Convergence and consistency analysis
We know that the basic idea of iterative methods is to construct a sequence of solutions xk (as well as frequencies Ωk) that have the property of convergence:
{x_e} = \mathop {\lim}\limits_{k \to \infty} {x_k};\;{\rm{or}}\;,{\Omega _e} = \mathop {\lim}\limits_{k \to \infty} {\Omega _k}.

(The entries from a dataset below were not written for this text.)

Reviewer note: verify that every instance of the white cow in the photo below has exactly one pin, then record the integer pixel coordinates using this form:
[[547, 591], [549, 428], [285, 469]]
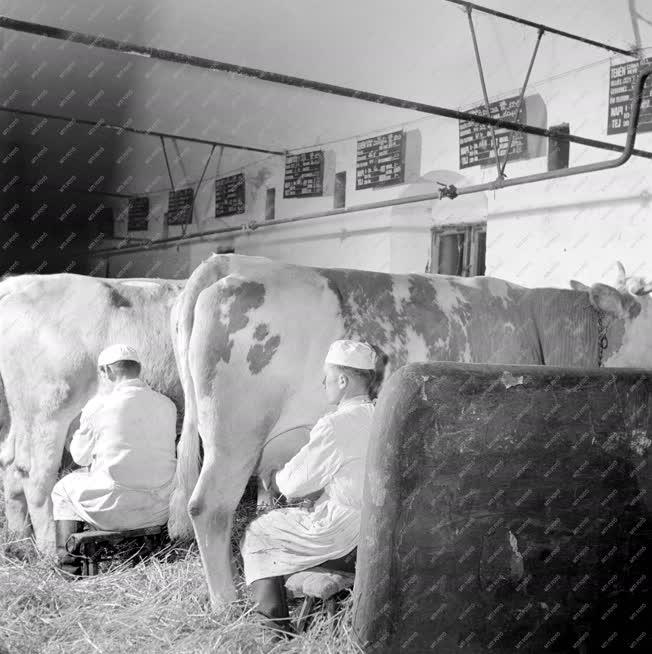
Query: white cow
[[52, 328], [251, 335]]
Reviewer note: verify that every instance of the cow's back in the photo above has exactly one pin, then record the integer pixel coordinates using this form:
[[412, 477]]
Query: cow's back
[[420, 317]]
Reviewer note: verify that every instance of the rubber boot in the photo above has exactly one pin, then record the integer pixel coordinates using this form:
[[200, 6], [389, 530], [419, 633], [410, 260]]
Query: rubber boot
[[67, 562], [271, 602]]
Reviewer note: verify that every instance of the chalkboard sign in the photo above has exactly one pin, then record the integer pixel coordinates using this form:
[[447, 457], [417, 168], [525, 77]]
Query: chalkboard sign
[[304, 174], [476, 143], [229, 195], [180, 207], [622, 78], [138, 214], [380, 161]]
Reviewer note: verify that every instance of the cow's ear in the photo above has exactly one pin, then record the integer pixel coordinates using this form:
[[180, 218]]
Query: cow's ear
[[578, 286], [612, 301]]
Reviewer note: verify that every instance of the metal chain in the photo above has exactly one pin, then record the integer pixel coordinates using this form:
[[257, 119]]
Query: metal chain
[[603, 341]]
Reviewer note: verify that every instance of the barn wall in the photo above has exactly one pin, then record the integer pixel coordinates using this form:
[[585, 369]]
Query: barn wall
[[537, 234]]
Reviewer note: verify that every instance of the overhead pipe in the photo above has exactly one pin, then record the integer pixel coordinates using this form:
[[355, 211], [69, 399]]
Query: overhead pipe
[[546, 28], [452, 191], [447, 191], [288, 80]]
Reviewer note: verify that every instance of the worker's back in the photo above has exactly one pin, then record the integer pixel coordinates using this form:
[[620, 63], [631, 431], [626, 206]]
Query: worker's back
[[136, 431]]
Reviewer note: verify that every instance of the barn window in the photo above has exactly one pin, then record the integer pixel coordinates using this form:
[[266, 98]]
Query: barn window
[[459, 250], [339, 194], [270, 202], [558, 150]]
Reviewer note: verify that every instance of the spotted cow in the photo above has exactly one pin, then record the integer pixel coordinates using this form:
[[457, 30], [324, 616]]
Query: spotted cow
[[250, 338], [52, 329]]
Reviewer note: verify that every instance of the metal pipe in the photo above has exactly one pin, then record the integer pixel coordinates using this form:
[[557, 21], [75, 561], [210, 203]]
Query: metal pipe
[[550, 30], [449, 191], [120, 128], [520, 102], [452, 191], [200, 62], [484, 86], [167, 164]]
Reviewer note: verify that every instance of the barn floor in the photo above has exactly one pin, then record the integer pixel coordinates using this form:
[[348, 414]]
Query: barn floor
[[159, 606]]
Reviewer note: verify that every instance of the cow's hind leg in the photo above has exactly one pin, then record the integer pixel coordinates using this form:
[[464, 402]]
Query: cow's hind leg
[[229, 460], [46, 449], [15, 504]]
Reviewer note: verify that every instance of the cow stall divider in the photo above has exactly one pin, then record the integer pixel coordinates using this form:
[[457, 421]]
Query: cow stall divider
[[506, 508]]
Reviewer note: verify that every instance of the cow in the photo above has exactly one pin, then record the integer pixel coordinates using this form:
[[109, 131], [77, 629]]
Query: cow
[[52, 329], [250, 336]]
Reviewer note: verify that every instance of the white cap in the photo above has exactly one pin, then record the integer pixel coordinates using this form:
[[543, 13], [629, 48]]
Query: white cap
[[117, 352], [352, 354]]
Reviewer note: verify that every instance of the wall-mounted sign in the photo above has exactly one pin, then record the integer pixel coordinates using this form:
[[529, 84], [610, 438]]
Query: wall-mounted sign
[[180, 207], [622, 78], [106, 222], [380, 161], [229, 195], [138, 214], [476, 143], [304, 174]]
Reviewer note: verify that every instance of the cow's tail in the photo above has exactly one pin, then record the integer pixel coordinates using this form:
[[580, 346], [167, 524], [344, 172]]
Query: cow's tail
[[7, 439]]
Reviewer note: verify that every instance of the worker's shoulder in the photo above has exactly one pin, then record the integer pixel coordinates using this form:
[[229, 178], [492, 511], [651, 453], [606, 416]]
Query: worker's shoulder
[[163, 399], [353, 411]]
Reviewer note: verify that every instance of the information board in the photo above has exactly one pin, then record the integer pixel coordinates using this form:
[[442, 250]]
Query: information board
[[380, 161], [622, 78], [304, 174], [476, 142], [138, 214], [180, 207], [229, 195]]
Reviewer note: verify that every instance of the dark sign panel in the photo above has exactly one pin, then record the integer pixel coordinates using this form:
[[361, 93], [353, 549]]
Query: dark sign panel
[[229, 195], [622, 78], [380, 161], [476, 143], [138, 214], [180, 207], [304, 174]]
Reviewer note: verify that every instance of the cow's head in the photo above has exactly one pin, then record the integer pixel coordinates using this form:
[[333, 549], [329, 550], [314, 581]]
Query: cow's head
[[627, 318]]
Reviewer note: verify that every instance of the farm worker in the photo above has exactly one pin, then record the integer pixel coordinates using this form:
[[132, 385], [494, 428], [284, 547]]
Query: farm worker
[[127, 437], [288, 540]]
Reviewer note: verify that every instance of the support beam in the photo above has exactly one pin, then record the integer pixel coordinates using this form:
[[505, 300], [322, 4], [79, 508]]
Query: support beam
[[452, 191], [288, 80], [545, 28]]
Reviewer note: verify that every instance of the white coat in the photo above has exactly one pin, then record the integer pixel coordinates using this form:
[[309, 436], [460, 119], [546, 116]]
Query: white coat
[[288, 540], [127, 437]]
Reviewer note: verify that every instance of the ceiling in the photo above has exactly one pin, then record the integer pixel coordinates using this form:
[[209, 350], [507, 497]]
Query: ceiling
[[415, 49]]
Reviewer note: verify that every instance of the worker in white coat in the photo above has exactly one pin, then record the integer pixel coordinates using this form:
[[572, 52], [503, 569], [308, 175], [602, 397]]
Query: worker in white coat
[[288, 540], [126, 437]]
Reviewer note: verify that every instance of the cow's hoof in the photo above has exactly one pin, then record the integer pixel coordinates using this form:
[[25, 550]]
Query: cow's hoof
[[21, 551]]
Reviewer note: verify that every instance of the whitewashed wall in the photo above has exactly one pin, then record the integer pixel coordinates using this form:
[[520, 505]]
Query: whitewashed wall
[[542, 233]]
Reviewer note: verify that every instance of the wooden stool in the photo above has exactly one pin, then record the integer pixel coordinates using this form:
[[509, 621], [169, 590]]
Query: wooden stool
[[317, 583], [93, 546]]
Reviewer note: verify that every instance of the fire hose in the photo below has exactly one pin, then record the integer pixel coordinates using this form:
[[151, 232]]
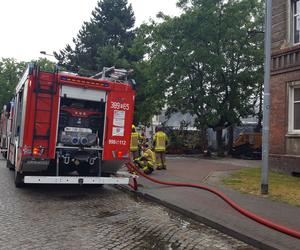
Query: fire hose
[[132, 168]]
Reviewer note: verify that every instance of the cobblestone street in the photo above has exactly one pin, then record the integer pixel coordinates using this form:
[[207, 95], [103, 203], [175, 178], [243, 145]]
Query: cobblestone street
[[65, 217]]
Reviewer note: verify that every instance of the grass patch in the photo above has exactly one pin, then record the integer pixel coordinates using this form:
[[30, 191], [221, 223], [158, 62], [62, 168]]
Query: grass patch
[[282, 187]]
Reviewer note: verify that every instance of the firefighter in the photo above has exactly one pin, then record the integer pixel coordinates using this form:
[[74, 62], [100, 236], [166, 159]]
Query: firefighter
[[147, 160], [160, 142], [134, 144]]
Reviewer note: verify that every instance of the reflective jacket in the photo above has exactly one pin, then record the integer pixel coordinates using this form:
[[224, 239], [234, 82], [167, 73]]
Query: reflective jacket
[[134, 143], [160, 141], [149, 155]]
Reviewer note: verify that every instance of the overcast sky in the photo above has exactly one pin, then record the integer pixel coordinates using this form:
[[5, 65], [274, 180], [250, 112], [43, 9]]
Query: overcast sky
[[30, 26]]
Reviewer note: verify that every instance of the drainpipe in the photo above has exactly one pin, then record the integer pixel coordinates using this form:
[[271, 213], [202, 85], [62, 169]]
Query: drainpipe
[[266, 110]]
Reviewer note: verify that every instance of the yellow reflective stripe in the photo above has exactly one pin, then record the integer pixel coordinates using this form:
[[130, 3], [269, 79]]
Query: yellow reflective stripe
[[134, 142], [160, 141]]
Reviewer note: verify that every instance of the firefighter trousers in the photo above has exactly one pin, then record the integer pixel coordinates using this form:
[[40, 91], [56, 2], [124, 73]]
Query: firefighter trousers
[[160, 159], [134, 155]]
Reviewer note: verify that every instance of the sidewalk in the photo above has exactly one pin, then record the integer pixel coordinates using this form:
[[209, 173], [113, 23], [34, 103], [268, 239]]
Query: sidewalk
[[211, 210]]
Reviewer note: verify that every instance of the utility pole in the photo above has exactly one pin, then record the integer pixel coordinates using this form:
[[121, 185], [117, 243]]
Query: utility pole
[[266, 110]]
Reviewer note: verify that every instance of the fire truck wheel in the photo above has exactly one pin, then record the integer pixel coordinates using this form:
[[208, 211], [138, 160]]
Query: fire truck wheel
[[19, 179], [9, 165]]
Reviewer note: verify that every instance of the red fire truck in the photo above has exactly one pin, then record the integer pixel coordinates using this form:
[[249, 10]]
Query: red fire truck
[[64, 128]]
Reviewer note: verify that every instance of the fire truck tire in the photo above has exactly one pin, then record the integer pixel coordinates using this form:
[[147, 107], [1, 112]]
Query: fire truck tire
[[19, 179], [9, 165]]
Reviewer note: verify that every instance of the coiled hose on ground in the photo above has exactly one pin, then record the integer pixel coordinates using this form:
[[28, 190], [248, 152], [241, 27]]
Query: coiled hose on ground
[[132, 168]]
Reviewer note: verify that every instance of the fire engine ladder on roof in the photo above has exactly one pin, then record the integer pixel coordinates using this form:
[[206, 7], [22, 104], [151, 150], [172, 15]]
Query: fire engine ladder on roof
[[45, 91]]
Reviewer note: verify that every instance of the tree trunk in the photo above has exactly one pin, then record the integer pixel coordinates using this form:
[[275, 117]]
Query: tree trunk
[[204, 142], [220, 143], [230, 139]]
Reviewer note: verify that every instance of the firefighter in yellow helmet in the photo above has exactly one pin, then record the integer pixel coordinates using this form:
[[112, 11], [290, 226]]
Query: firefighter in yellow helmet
[[147, 160], [134, 144], [160, 142]]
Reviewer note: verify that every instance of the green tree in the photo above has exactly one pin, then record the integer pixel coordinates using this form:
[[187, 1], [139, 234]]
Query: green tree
[[207, 61], [104, 41], [10, 72], [45, 64]]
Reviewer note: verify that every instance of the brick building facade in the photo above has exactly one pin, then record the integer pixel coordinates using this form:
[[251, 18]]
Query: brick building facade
[[285, 87]]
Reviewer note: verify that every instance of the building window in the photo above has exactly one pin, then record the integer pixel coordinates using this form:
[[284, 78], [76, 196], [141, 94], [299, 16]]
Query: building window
[[296, 20], [294, 109]]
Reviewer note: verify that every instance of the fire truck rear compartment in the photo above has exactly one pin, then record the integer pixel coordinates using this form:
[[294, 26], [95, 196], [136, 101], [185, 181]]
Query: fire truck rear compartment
[[80, 135]]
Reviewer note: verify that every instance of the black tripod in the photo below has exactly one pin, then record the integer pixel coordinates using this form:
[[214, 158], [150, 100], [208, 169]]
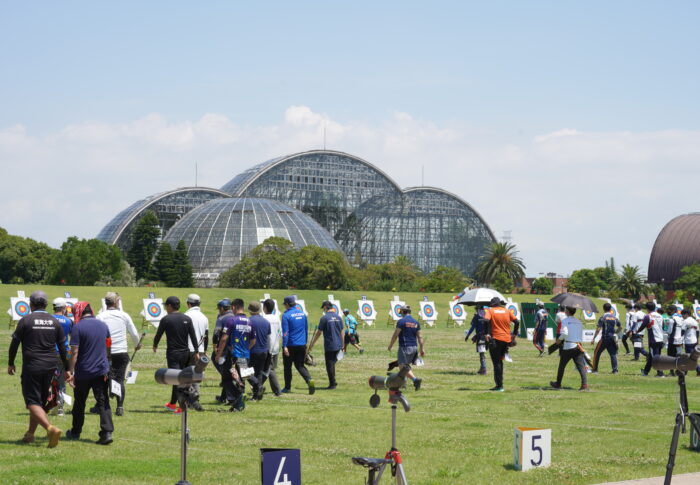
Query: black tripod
[[681, 418]]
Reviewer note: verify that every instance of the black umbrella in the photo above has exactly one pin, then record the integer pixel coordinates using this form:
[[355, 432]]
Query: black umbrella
[[575, 300]]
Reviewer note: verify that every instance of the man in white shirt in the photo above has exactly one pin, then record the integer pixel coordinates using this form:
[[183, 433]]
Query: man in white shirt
[[570, 339], [690, 334], [119, 324], [270, 314], [201, 331]]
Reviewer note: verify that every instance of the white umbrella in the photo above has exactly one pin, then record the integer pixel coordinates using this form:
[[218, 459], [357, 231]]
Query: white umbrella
[[479, 295]]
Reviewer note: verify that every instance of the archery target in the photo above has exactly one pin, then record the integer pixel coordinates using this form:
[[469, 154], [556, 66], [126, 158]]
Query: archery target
[[22, 308]]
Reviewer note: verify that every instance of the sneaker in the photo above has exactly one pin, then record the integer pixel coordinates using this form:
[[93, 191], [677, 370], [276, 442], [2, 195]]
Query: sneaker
[[54, 434], [105, 439], [417, 382]]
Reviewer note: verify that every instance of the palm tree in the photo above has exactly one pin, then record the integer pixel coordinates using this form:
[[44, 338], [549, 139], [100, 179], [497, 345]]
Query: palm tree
[[631, 282], [500, 257]]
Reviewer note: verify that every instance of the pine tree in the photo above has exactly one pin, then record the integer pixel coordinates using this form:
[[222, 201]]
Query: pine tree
[[182, 266], [163, 267], [144, 243]]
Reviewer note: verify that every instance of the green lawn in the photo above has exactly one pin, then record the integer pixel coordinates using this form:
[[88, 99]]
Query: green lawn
[[456, 433]]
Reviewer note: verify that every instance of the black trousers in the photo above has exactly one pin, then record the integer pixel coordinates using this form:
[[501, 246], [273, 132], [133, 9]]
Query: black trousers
[[177, 360], [331, 359], [296, 356], [497, 350], [576, 355], [99, 389], [654, 349], [117, 372]]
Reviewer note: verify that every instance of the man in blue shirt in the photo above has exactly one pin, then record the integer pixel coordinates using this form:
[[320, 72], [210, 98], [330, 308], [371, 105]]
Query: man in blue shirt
[[331, 325], [238, 332], [89, 342], [351, 335], [59, 313], [260, 352], [410, 338], [295, 329], [609, 325]]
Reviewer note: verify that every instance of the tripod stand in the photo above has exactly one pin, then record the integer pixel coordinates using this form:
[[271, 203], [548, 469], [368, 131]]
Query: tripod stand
[[376, 466], [681, 418]]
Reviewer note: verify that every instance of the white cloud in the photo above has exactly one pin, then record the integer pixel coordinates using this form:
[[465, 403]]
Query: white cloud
[[572, 198]]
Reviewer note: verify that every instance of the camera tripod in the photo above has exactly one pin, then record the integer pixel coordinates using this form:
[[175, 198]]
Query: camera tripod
[[681, 418], [376, 466]]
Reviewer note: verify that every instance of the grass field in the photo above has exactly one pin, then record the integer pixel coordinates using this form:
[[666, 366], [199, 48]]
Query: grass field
[[457, 432]]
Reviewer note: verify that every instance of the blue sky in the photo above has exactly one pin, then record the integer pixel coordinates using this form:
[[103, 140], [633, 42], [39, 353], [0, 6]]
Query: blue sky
[[534, 91]]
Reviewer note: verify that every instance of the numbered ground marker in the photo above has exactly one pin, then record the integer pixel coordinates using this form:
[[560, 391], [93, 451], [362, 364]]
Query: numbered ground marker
[[532, 448]]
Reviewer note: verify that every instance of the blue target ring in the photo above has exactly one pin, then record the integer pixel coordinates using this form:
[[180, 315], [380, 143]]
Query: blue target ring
[[21, 308], [153, 309]]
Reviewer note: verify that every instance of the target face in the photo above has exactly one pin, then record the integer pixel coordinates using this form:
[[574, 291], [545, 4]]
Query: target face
[[514, 309], [21, 308], [153, 309]]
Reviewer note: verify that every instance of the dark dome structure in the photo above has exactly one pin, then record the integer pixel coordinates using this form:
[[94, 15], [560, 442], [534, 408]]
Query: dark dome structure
[[677, 245], [168, 206], [219, 233]]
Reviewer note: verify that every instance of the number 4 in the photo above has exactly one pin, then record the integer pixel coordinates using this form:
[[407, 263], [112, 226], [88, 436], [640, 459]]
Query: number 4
[[285, 480], [537, 449]]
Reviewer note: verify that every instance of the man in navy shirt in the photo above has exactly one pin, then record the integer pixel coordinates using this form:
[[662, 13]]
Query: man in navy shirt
[[89, 343], [408, 333], [260, 352], [238, 332], [331, 325], [609, 325], [295, 328]]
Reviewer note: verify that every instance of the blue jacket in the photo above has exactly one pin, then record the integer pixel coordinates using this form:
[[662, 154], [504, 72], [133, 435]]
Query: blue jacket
[[295, 328]]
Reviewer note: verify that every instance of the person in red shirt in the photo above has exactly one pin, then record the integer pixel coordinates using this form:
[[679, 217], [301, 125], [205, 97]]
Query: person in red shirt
[[499, 337]]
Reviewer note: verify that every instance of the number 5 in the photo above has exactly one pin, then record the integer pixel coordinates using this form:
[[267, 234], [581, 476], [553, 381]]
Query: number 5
[[537, 449]]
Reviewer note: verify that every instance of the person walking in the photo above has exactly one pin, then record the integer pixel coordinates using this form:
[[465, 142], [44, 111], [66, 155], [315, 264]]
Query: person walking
[[178, 328], [570, 340], [59, 313], [119, 324], [274, 345], [331, 326], [478, 326], [295, 329], [609, 325], [411, 343], [41, 336], [90, 342], [351, 336], [690, 334], [499, 337], [200, 322], [653, 323], [260, 352]]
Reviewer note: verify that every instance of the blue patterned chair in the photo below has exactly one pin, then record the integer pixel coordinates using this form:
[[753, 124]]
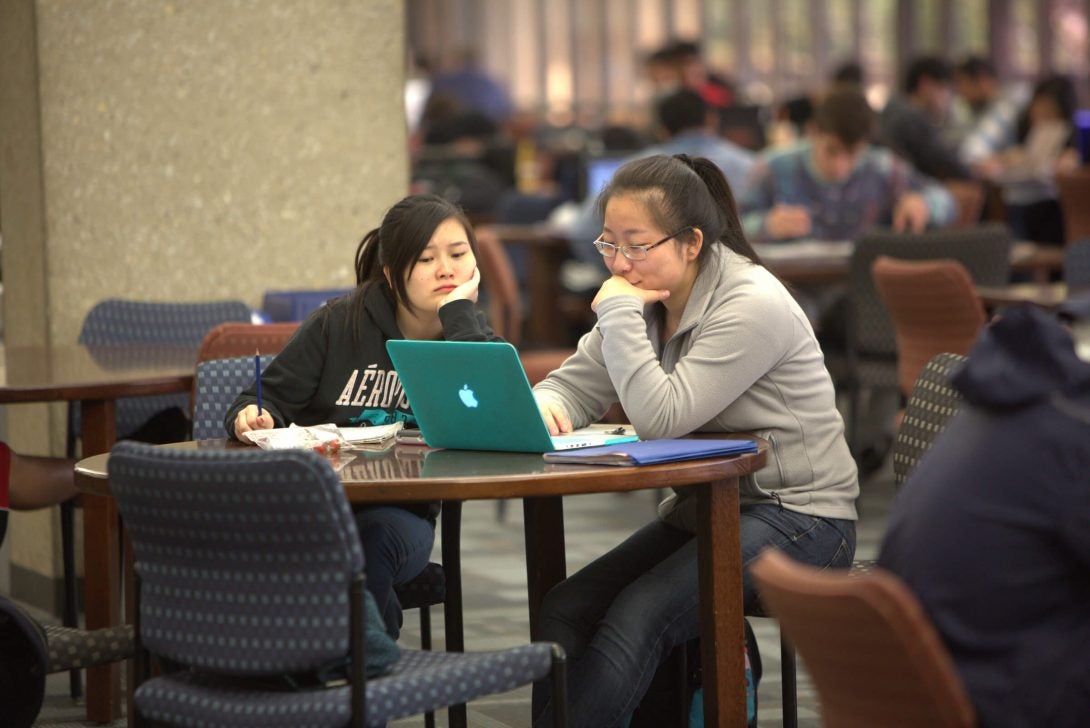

Here, xe is the exact solution of the given non-linear oscillator.
In the present method, the solution yields less error in each iterative step compared to the previous iterative step, and finally, |Ω2 − Ωe| = |0.91467 − 0.914681 | < ɛ, where ɛ is a small positive number and A is chosen to be unity. From this, it is clear that the adopted method is convergent.
An iterative method of the form represented by Eq. (4), with initial estimate given in Eq. (5) is said to be consistent if
\mathop {\lim}\limits_{k \to \infty} |{x_k} - {x_e}| = 0,\;{\rm{or}}\;,\mathop {\lim}\limits_{k \to \infty} |{\Omega _k} - {\Omega _e}| = 0
In the present analysis, we see that
\mathop {\lim}\limits_{k \to \infty} |{\Omega _k} - {\Omega _e}| = 0,\;{\rm{as}}\;|{\Omega _2} - {\Omega _e}| = 0.
Thus, the consistency of the method is achieved.
Conclusion
It is noted that Mickens and Ramadhani [9] found only the second approximate frequencies by the HB method. Belendez et al. [14] found up to the third approximate frequencies by using a modified He's homotopy perturbation method. Again, Hosen [13] found up to the third approximate frequencies by using a modified HB method; Haque and Hossain [24] found up to the fourth approximate frequencies by the iteration method.
In our study, it is seen that the third-order approximate frequency obtained by the adopted method is almost same as the exact frequency. It is found that, in most of the cases, our solution gives significantly better results than other existing results. The advantages of this method include its simplicity and computational efficiency.